PASSWORD(*NONE) means no human can sign in as this profile. The subsystem starts jobs under it via the job description; that’s the only way it gets used.

The profile needs the following authority:

  • *USE on /opt/k3s/ai-worker/ (read code from IFS)
  • *USE on K3SAI library (read profile/key tables)
  • *CHANGE on K3SAI/USAGE_LOG (write usage rows)
  • *USE on K3SAI/AIOUTQ (consume AI requests)
  • *USE on per-customer reply queues (send AI replies)

It deliberately does not have authority on customer operational tables. The PHP worker can’t read or write customer data even if a bug tried to.
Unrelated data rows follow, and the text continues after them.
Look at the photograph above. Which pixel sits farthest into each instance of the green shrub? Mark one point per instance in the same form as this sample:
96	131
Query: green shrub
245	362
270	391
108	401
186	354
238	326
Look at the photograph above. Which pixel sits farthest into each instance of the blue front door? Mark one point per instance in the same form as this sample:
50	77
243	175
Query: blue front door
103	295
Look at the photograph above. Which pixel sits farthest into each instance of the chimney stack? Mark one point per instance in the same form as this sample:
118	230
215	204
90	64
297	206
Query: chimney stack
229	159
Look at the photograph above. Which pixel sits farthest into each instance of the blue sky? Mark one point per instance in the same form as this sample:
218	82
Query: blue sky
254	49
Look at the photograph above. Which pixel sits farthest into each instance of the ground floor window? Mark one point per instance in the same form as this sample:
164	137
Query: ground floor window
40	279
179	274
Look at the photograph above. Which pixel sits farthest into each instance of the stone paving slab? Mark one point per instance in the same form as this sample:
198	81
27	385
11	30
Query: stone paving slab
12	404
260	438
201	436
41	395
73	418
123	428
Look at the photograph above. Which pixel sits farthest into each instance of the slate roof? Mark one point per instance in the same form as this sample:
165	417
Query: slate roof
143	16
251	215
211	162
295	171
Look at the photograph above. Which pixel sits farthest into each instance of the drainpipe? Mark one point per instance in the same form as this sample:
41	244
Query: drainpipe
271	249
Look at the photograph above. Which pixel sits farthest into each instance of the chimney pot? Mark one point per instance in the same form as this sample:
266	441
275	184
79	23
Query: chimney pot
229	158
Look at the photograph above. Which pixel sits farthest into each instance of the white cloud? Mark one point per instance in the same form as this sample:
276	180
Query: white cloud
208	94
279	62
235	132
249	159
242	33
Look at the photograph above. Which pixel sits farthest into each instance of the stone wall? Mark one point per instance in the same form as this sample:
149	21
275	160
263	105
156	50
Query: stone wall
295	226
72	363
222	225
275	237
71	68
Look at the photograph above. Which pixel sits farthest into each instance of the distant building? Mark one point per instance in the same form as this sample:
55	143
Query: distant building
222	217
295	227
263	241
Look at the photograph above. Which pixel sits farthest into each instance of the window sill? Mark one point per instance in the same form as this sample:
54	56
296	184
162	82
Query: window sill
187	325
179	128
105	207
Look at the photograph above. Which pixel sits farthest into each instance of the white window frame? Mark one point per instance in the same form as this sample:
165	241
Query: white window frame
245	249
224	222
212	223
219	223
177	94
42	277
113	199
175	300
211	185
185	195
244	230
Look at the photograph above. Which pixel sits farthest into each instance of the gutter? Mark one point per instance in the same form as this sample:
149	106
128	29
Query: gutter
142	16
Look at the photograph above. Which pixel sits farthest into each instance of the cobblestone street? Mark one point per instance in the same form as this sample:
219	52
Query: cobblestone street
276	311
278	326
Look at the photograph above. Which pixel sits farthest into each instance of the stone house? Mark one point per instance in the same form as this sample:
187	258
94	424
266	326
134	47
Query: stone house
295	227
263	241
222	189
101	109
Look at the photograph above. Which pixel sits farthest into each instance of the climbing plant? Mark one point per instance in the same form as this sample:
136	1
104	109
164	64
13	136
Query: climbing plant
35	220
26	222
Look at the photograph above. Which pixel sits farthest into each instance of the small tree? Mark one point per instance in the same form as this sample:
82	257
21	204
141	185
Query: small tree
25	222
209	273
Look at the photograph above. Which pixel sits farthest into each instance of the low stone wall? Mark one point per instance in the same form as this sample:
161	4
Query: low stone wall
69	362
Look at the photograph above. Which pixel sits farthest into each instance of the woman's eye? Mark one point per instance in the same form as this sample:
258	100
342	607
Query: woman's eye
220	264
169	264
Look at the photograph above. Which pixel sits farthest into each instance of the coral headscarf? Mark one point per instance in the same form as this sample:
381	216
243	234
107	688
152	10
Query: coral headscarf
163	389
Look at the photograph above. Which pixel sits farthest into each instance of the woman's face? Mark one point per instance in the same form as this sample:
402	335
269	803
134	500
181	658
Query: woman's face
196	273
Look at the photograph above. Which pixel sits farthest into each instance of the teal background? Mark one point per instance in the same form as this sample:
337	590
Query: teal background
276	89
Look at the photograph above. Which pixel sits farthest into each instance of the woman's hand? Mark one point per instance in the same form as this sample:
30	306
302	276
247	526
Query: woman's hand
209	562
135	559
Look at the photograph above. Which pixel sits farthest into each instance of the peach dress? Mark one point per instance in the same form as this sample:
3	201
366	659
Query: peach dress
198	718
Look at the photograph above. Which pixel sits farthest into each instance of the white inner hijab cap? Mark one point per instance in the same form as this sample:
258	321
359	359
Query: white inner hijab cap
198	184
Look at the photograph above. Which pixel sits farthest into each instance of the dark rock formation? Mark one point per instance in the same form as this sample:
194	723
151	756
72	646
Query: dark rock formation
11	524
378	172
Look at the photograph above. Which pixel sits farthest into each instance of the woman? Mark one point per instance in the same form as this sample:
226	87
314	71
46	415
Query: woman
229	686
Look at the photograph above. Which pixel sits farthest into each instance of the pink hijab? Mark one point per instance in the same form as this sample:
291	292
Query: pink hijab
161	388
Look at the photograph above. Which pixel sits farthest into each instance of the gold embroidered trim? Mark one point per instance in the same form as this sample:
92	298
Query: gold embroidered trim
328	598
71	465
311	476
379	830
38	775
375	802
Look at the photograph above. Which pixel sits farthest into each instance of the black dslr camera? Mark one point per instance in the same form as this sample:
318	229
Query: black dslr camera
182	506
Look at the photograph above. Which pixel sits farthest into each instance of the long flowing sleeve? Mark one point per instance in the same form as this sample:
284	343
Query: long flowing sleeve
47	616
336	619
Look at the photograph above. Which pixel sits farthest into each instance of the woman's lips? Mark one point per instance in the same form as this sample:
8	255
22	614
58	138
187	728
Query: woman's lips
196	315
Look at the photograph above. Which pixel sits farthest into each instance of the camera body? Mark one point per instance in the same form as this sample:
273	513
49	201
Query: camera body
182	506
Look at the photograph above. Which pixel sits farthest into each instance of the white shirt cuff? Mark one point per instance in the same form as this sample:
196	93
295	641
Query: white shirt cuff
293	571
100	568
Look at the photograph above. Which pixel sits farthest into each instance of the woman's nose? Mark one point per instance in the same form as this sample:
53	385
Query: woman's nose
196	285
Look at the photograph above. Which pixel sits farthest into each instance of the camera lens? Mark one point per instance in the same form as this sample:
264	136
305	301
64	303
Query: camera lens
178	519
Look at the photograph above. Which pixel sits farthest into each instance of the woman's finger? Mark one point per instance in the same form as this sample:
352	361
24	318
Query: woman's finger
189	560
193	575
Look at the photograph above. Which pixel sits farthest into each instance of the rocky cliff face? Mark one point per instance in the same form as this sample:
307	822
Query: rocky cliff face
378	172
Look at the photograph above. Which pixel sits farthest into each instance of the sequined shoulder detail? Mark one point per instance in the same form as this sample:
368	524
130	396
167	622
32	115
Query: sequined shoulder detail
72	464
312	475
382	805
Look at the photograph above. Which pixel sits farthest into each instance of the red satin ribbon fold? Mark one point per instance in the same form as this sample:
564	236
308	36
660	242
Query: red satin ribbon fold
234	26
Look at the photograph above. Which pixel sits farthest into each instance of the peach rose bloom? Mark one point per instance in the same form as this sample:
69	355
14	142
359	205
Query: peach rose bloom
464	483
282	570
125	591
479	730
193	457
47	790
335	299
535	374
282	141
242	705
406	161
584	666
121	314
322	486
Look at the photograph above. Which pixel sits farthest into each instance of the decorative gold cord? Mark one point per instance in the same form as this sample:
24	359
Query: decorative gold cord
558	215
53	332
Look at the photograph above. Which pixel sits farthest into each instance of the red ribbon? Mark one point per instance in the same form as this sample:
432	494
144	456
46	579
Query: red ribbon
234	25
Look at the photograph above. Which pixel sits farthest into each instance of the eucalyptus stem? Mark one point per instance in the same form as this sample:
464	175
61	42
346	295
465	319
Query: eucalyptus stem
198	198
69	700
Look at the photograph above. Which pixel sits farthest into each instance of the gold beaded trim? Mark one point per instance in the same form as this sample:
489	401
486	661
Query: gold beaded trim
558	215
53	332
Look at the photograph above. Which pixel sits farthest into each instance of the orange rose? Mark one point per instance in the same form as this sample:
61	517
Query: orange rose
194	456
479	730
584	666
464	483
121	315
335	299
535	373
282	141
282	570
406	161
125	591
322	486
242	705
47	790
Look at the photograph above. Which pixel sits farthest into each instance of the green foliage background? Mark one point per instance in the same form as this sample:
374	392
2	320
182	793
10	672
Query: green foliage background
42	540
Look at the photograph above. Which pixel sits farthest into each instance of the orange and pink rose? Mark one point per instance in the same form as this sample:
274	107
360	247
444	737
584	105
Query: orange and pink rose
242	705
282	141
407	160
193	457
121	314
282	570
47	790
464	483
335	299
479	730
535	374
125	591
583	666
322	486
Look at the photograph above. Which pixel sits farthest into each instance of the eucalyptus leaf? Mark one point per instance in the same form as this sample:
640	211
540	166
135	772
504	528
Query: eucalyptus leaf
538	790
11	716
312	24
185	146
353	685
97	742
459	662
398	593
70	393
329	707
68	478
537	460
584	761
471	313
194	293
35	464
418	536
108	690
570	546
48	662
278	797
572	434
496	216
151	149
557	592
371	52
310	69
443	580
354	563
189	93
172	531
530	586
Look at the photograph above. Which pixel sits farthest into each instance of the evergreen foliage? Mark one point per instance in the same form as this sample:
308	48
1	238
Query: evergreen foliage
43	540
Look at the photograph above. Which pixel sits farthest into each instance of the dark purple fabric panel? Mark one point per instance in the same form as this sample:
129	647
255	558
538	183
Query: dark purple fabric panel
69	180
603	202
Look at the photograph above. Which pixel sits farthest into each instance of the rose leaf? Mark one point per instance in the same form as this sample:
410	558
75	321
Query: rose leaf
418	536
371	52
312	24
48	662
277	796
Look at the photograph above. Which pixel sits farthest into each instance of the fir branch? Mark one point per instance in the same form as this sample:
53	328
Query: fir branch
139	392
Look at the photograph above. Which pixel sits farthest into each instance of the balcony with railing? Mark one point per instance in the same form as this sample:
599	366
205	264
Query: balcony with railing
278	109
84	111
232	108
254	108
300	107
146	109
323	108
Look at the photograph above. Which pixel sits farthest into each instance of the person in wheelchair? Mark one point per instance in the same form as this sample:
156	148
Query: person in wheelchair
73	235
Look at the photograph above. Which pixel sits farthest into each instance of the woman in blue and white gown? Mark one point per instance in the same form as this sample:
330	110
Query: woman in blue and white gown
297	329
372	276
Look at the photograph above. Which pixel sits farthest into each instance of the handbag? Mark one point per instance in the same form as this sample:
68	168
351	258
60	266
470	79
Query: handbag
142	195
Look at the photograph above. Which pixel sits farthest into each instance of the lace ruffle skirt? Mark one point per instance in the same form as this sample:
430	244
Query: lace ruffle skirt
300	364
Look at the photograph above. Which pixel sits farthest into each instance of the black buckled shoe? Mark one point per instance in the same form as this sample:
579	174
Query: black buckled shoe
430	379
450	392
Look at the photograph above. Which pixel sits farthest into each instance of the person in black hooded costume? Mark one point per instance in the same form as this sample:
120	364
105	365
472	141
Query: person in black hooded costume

The platform enforces multi-tenant isolation at the authority layer, not in application code.

The IFS directory

/opt/k3s/ai-worker/
├── bin/
│   └── worker.php
├── src/
├── config/
├── composer.json
├── composer.lock
├── vendor/
└── .env

Owned by K3SAIWRK. Authority is K3SAIWRK *RWX, everyone else *EXCLUDE. The .env file in particular needs tight authority — if it holds secrets (and even worker-config-only env files often grow to hold them), it’s a target.

The CL launcher

The autostart job entry expects a CL command, but we want to run PHP from PASE. The bridge is a small CL program that sets up the environment and invokes PHP via QSH.

AIWSTART.CLLE:

PGM

/* PASE/PHP environment */
ADDENVVAR ENVVAR(PATH)                                          +
          VALUE('/QOpenSys/pkgs/bin:/usr/bin:/QOpenSys/usr/bin') +
          REPLACE(*YES)

ADDENVVAR ENVVAR(LIBPATH)                                       +
          VALUE('/QOpenSys/pkgs/lib')                           +
          REPLACE(*YES)

/* K3S AI worker configuration */
ADDENVVAR ENVVAR(K3SAI_INBOUND_LIB)   VALUE('K3SAI')   REPLACE(*YES)
ADDENVVAR ENVVAR(K3SAI_INBOUND_QUEUE) VALUE('AIOUTQ')  REPLACE(*YES)
ADDENVVAR ENVVAR(K3SAI_LOG_DEST)                                  +
          VALUE('/QIBM/UserData/K3SAI/log')                       +
          REPLACE(*YES)
ADDENVVAR ENVVAR(K3SAI_KEK_PATH)                                  +
          VALUE('/QIBM/UserData/K3SAI/kek/master.bin')            +
          REPLACE(*YES)
ADDENVVAR ENVVAR(K3SAI_TIMEOUT_MS)    VALUE('60000')   REPLACE(*YES)
ADDENVVAR ENVVAR(K3SAI_MAX_RETRIES)   VALUE('5')       REPLACE(*YES)

/* Run PHP via QSH */
QSH CMD('/QOpenSys/pkgs/bin/php /opt/k3s/ai-worker/bin/worker.php')

/* Reached only when PHP exits */
SNDPGMMSG MSG('K3S AI Worker exited; subsystem will restart.')

ENDPGM

Compile with CRTBNDCL into K3SAI.

A few notes:

ADDENVVAR is how you set environment variables that PASE picks up. The PHP Config::loadFromEnv() in your worker reads these.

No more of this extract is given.